Un seul, d'ailleurs, le gaucho, semble être en état de parler. Son compagnon, quoique installé solidement sur sa selle, porte la tête d'une façon étrange. On dirait qu'elle tombe plus bas que ses épaules et incline légèrement à droite. Malgré l'ombre projetée par son chapeau, on distingue déjà que ses yeux sont fermés. On ne peut supposer qu'une chose, c'est qu'il est tout au moins endormi.

Cette supposition n'aurait en elle-même rien d'étrange, si elle s'appliquait au gaucho, car ces demi-centaures se donnaient rarement la peine de quitter leur selle pour faire leur sieste. L'autre cavalier, sans être un gaucho, peut encore être un habile écuyer. On monte bien à cheval dans ces parties de l'Amérique du Sud.

Outre son attitude singulière, la nuance de sa peau est remarquable, son teint de blond, rare sous ces climats méridionaux, est d'une pâleur extraordinaire. Ses lèvres elles-mêmes sont complètement décolorées. Éveillé ou endormi, ou aveugle, ce cavalier n'est évidemment pas en bonne santé. Mais il se peut qu'il ne soit qu'endormi, car sa monture s'avance sans qu'il la guide: ses mains pendent le long de son corps, cachées par son manteau, et les rênes reposent, abandonnées, sur la crinière du cheval.

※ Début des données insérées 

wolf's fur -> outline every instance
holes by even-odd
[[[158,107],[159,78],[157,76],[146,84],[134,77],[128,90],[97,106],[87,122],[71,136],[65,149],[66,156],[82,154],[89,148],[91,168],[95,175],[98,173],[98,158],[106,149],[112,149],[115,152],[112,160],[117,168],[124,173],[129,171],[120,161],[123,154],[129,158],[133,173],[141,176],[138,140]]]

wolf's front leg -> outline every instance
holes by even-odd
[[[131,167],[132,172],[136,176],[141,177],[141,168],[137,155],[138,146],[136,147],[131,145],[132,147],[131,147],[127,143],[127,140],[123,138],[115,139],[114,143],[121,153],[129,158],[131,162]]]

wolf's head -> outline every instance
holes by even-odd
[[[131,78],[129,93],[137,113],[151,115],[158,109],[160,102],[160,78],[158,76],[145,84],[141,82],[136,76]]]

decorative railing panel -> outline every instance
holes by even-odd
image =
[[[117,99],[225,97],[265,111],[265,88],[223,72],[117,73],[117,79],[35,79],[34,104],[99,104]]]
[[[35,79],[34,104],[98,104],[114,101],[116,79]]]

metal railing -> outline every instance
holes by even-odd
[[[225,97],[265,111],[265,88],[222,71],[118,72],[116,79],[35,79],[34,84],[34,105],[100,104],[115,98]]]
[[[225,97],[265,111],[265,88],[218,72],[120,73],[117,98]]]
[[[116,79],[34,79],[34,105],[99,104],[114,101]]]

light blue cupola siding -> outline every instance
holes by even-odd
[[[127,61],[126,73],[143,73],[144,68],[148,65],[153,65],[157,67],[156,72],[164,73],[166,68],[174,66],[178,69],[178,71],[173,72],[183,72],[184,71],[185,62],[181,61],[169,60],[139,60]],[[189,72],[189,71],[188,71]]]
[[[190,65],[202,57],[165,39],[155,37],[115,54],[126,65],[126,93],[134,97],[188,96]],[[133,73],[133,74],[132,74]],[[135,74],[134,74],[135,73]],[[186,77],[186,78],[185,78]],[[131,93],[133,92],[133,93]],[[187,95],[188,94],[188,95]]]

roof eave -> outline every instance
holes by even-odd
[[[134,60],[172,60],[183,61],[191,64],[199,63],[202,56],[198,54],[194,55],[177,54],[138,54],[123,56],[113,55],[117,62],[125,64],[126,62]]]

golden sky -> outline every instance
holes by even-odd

L'animal s'en soucie peu. Il n'a pas besoin de se sentir conduit, et règle son pas sur celui de l'étalon monté par le gaucho. L'un et l'autre s'avancent lentement. Ils semblent comme plongés dans une sorte de léthargie par la brûlante chaleur du soleil dont la hauteur, du reste, leur assure tout le temps qui peut leur être nécessaire pour l'achèvement de leur voyage.

Tout indique qu'ils ne sont pas pressés. Cela résulte des mouvements mêmes du gaucho. En arrivant au centre de la plaine, il arrête brusquement son cheval pour porter vers le zénith un regard plus attentif.

«Nous avons six heures encore devant nous, et dans trois heures, même avec cette allure de tortue, nous atteindrons l'estancia. A quoi bon y arriver avant le coucher du soleil. Pobra senora! Pour ce qu'elle a à voir, il vaut mieux qu'il fasse nuit.»

Bien que ses yeux soient tournés vers lui, ces mots ne s'adressent pas à son immobile compagnon, ont le cheval s'est arrêté en même temps que celui du gaucho. Ce temps d'arrêt n'a pas éveillé son cavalier. Les paroles du gaucho ne sont qu'un monologue prononcé sur un ton lugubre contrastant étrangement avec l'air naturellement gai et épanoui du personnage. Son visage, tout bronzé qu'il est, semble plutôt fait pour la bonne humeur que pour les noires pensées.

«Que faire? continue-t-il en se parlant encore à lui-même. Je vais d'abord, car c'est le plus pressé, me débarrasser de ce poncho qui m'étouffe. Il fait chaud sous ce soleil comme dans une fournaise.»

Il fit passer son manteau par-dessus sa tête et l'étendit en travers sur le pommeau de sa selle; puis, regardant son compagnon, il ajouta:

«Il n'est, hélas! pas besoin de lui ôter le sien. Ce n'est pas la chaleur qui le gênera, bien sûr.»